In questo senso l’esperienza della “Gira zapatista” è stata illuminante perché ci ha dato il senso del motivo per cui stiamo lottando tutte e tutti: per la caduta del capitalismo. Fare questo significa innanzitutto organizzarsi e resistere alla guerra in atto promossa dal sistema capitalista. E poi, cominciare a costruire quel “nuovo mondo” che vogliamo iniziando dalla costruzione di forme di relazioni che si pongano fuori dal controllo del sistema capitalista: relazioni tra esseri umani, tra esseri umani e mondo animale e tra esseri umani e il Pianeta. Il sistema capitalista sta portando il Pianeta al collasso sotto il peso della propria insaziabilità e non cadrà da solo perché, come sta dimostrando la pandemia, si rigenera attraverso cicli di lotta-ristrutturazione-sviluppo. Siamo noi los de abajo a dover causare la sua caduta, determinando un livello di lotte tali da non poter essere sussunte da un nuovo ciclo di accumulazione e al tempo stesso costruendo l’alternativa di vita che prenderà il posto di questa realtà di morte. L’uscita dalla Tormenta, o il sol dell’avvenire, passa da questo cammino in comune.

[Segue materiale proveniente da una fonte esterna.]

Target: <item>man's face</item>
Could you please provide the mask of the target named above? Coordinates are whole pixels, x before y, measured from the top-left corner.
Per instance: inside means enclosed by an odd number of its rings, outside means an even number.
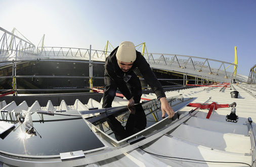
[[[118,60],[117,60],[117,64],[118,64],[119,67],[123,72],[128,71],[131,69],[131,68],[132,68],[132,67],[133,66],[133,64],[134,64],[133,62],[126,63],[119,61]]]

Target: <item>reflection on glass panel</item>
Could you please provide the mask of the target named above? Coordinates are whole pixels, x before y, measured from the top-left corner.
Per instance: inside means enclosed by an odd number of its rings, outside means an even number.
[[[183,98],[167,99],[174,110],[176,111],[195,99]],[[105,113],[102,113],[100,116],[92,118],[89,121],[105,134],[117,141],[120,141],[128,139],[140,132],[145,131],[146,129],[152,128],[153,126],[165,120],[162,125],[162,127],[178,118],[178,113],[170,120],[162,118],[161,103],[158,100],[153,100],[132,107],[124,107],[119,110],[116,108],[109,109]],[[151,129],[146,134],[152,131]]]
[[[2,151],[23,156],[59,155],[105,147],[78,113],[77,116],[1,113],[0,121],[15,124],[0,135]]]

Immagine di copertina: Luan Colectiva de Acción Fotográfica - battaglia contro le miniere nel Chubut argentino



[1] Il concetto di “necropolitica” è stato coniato per la prima volta dal filosofo, storico, teorico politico, professore universitario camerunense formatosi alla Sorbona Achille Mbembe come approfondimento delle nozioni di biopolitica e biopotere introdotte da Michel Foucault applicato alle forme di dominio coloniali e neocoloniali per indicare l’applicazione della sovranità alla vita, cioè il potere di decidere chi può vivere e chi può essere lasciato morire.